Design Emergency: Building a Better Future by Alice Rawsthorn and Paola Antonelli
Design Emergency: Building a Better Future
By Alice Rawsthorn and Paola Antonelli
Publisher: Phaidon Press
Published: May 2022
Rawsthorn and Antonelli tell the stories of the remarkable designers, architects, engineers, artists, scientists, and activists who are at the forefront of positive change worldwide. Focusing on four themes—Technology, Society, Communication, and Ecology—the authors present a unique portrait of how our great creative minds are developing new design solutions to the major challenges of our time, while helping us to benefit from advances in science and technology.
Love Letter to a Garden by Debbie Millman
Love Letter to a Garden
By Debbie Millman
Contributions by Roxane Gay
Publisher: Timber Press
Published: April 15, 2025
From the award-winning artist, designer, and the host of the podcast Design Matters, Debbie Millman, this book tells the visual story of falling in love with gardening—and the philosophies that work conjures. Spread throughout are simple recipes using the garden’s ingredients from Millman’s wife, best-selling author Roxane Gay.
Milton Glaser: POP by Steven Heller, Mirko Ilić, and Beth Kleber
Milton Glaser: POP
By Steven Heller, Mirko Ilić, and Beth Kleber
Publisher: The Monacelli Press
Published: March 2023
This collection of work from graphci design legend Milton Glaser’s Pop period features hundreds of examples of the designer’s work that have not been seen since their original publication, demonstrating the graphic revolution that transformed design and popular culture.
Meet Me by the Fountain: An Inside History of the Mall by Alexandra Lange
Meet Me by the Fountain: An Inside History of the Mall
By Alexandra Lange
Publisher: Bloomsbury
Published: June 2022
Chronicles postwar architects’ and merchants’ invention of the shopping mall, revealing how the design of these marketplaces played an integral role in their cultural ascent. Publishers Weekly writes, “Contending that malls answer ‘the basic human need’ of bringing people together, influential design critic Lange advocates for retrofitting abandoned shopping centers into college campuses, senior housing, and ‘ethnocentric marketplaces’ catering to immigrant communities. Lucid and well researched, this is an insightful study of an overlooked and undervalued architectural form.”

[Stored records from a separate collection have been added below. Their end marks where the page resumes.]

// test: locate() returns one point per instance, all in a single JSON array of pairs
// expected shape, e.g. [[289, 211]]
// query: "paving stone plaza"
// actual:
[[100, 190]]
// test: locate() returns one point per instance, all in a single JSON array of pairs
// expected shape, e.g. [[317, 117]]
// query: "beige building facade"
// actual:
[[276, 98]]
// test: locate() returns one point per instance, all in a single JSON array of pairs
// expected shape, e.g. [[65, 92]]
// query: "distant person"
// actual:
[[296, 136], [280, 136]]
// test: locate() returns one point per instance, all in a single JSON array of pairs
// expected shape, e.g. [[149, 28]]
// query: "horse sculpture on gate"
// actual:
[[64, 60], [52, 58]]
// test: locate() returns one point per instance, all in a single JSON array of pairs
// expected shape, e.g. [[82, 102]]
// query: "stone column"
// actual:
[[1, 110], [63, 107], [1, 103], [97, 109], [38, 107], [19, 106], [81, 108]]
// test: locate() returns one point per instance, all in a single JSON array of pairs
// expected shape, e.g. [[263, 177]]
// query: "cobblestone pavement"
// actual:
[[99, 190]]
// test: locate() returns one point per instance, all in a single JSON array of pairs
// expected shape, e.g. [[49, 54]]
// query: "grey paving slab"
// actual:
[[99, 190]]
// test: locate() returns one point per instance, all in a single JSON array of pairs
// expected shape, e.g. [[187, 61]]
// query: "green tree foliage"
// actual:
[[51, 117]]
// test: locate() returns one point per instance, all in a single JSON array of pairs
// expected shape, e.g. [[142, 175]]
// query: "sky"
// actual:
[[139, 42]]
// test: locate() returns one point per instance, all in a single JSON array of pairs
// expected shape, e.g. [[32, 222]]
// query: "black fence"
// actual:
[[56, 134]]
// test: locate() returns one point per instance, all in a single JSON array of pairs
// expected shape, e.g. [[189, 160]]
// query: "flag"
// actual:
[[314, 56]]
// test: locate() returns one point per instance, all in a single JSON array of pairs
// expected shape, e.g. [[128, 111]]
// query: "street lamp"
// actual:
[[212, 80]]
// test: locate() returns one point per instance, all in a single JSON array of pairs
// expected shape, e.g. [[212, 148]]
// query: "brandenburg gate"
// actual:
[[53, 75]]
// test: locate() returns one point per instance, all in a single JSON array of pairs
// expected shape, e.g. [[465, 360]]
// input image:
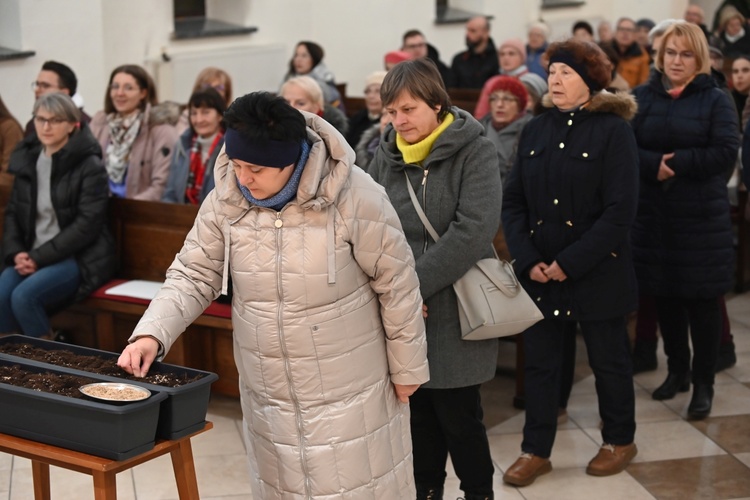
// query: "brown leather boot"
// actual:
[[611, 459], [526, 469]]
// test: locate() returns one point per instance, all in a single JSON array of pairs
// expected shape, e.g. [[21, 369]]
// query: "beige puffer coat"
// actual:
[[327, 315]]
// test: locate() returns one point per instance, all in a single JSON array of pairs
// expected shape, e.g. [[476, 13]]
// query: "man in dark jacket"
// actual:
[[474, 66], [415, 43], [54, 77]]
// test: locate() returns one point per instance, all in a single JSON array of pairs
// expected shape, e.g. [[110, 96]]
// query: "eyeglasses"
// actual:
[[43, 86], [505, 99], [126, 88], [219, 88], [48, 121]]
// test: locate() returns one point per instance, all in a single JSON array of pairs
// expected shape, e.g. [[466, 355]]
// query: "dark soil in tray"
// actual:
[[55, 383], [92, 364]]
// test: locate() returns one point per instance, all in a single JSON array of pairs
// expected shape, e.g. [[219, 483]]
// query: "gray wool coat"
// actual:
[[462, 197]]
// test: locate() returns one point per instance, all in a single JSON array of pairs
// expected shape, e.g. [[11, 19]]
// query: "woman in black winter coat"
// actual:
[[568, 207], [688, 135], [56, 247]]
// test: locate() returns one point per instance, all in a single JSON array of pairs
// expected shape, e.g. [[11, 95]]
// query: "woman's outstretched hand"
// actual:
[[404, 391], [136, 358]]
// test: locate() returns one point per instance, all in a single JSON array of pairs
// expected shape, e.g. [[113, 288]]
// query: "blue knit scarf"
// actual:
[[288, 192]]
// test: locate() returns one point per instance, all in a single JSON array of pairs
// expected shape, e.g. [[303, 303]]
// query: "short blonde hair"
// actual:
[[209, 74], [696, 42], [310, 86]]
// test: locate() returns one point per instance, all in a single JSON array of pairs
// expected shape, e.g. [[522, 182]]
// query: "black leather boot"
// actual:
[[700, 403], [675, 382], [644, 356], [429, 493], [470, 496], [727, 357]]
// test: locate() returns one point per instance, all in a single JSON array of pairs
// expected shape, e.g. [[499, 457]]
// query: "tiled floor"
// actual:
[[677, 459]]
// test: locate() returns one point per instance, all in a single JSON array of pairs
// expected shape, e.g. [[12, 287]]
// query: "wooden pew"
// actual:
[[148, 236]]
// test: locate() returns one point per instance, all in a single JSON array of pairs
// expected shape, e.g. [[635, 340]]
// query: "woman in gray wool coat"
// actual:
[[461, 197]]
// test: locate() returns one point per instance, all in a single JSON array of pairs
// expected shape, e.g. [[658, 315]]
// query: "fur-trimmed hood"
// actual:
[[621, 104]]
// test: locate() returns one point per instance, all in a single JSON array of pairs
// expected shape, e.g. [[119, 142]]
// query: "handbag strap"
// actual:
[[419, 210], [423, 217]]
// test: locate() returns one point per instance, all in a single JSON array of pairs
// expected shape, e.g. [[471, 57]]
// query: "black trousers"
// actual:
[[704, 319], [609, 357], [447, 421]]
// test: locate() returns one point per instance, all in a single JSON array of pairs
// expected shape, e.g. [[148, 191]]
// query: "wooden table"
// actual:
[[103, 470]]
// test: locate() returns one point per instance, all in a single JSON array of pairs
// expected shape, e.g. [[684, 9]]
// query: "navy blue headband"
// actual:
[[579, 67], [278, 154]]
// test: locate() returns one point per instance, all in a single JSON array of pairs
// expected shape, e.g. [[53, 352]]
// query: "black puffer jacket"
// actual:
[[571, 197], [80, 196], [682, 237]]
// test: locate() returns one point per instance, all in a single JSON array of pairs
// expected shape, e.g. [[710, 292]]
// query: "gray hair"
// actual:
[[541, 27], [660, 28], [60, 105], [310, 86]]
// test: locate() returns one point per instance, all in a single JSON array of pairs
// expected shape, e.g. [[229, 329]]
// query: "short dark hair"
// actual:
[[316, 53], [583, 25], [410, 34], [142, 78], [67, 78], [207, 98], [421, 79], [262, 117], [589, 55]]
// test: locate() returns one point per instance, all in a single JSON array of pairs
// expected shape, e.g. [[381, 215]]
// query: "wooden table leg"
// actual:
[[40, 473], [105, 485], [184, 471]]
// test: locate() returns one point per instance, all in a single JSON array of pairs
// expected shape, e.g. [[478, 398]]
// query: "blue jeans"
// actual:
[[24, 299]]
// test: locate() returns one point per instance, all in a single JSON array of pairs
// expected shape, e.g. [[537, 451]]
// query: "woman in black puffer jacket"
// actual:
[[56, 246], [688, 136]]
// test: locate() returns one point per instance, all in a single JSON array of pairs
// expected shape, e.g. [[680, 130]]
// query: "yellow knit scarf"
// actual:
[[416, 153]]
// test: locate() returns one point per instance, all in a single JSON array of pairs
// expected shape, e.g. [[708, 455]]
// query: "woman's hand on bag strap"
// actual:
[[537, 273]]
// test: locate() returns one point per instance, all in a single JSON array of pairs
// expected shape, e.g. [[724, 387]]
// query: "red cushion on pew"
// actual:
[[214, 309]]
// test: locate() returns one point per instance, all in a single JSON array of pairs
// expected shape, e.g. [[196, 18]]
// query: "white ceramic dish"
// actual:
[[115, 392]]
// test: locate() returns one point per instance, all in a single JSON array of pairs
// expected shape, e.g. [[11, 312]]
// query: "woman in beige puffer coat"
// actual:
[[327, 317]]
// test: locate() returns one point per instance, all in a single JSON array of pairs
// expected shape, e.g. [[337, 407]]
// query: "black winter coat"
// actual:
[[682, 237], [470, 70], [80, 196], [571, 197]]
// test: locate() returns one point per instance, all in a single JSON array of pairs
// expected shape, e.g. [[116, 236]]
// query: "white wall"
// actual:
[[94, 36]]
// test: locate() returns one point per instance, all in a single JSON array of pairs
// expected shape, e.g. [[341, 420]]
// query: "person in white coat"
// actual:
[[329, 337]]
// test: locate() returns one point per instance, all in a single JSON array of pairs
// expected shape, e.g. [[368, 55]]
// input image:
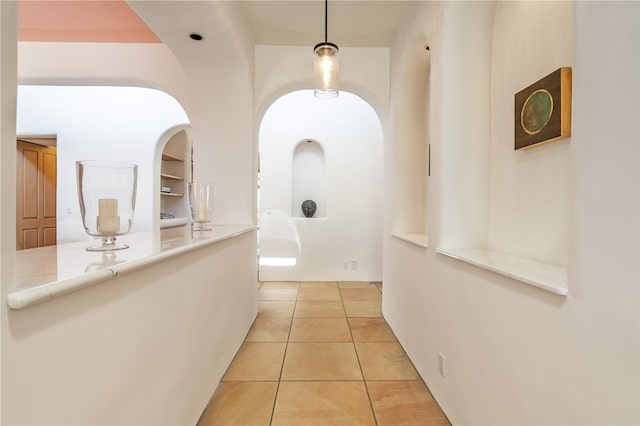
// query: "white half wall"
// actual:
[[349, 227], [100, 123]]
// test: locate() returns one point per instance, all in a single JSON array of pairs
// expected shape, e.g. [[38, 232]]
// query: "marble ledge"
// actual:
[[49, 272], [541, 275], [420, 240]]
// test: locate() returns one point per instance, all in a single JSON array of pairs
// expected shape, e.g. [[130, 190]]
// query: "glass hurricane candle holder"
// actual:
[[201, 204], [107, 195]]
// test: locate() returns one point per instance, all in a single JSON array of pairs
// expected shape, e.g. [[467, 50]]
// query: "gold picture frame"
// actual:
[[542, 112]]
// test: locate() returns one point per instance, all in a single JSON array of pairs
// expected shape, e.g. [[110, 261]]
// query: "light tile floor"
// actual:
[[320, 353]]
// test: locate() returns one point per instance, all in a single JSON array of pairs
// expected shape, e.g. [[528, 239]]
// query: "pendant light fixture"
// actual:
[[325, 66]]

Die Fläche: Design and Lettering of the Vienna Secession, 1902–1911 (Facsimile Edition) by Diane V. Silverthorne, Dan Reynolds, and Megan Brandow-Faller
Die Fläche: Design and Lettering of the Vienna Secession, 1902–1911 (Facsimile Edition)
By Diane V. Silverthorne, Dan Reynolds, and Megan Brandow-Faller
Publisher: Letterform Archives Books
Published: October 2023
This facsimile edition of Die Fläche, recreates every page of the formative design periodical in full color and at original size, accompanied by essays that contextualize the work, highlighting contributions by pathbreaking women, innovative lettering artists, and key practitioners of the new “surface art,” including Rudolf von Larisch, Alfred Roller, and Wiener Werkstätte founders Koloman Moser and Josef Hoffmann.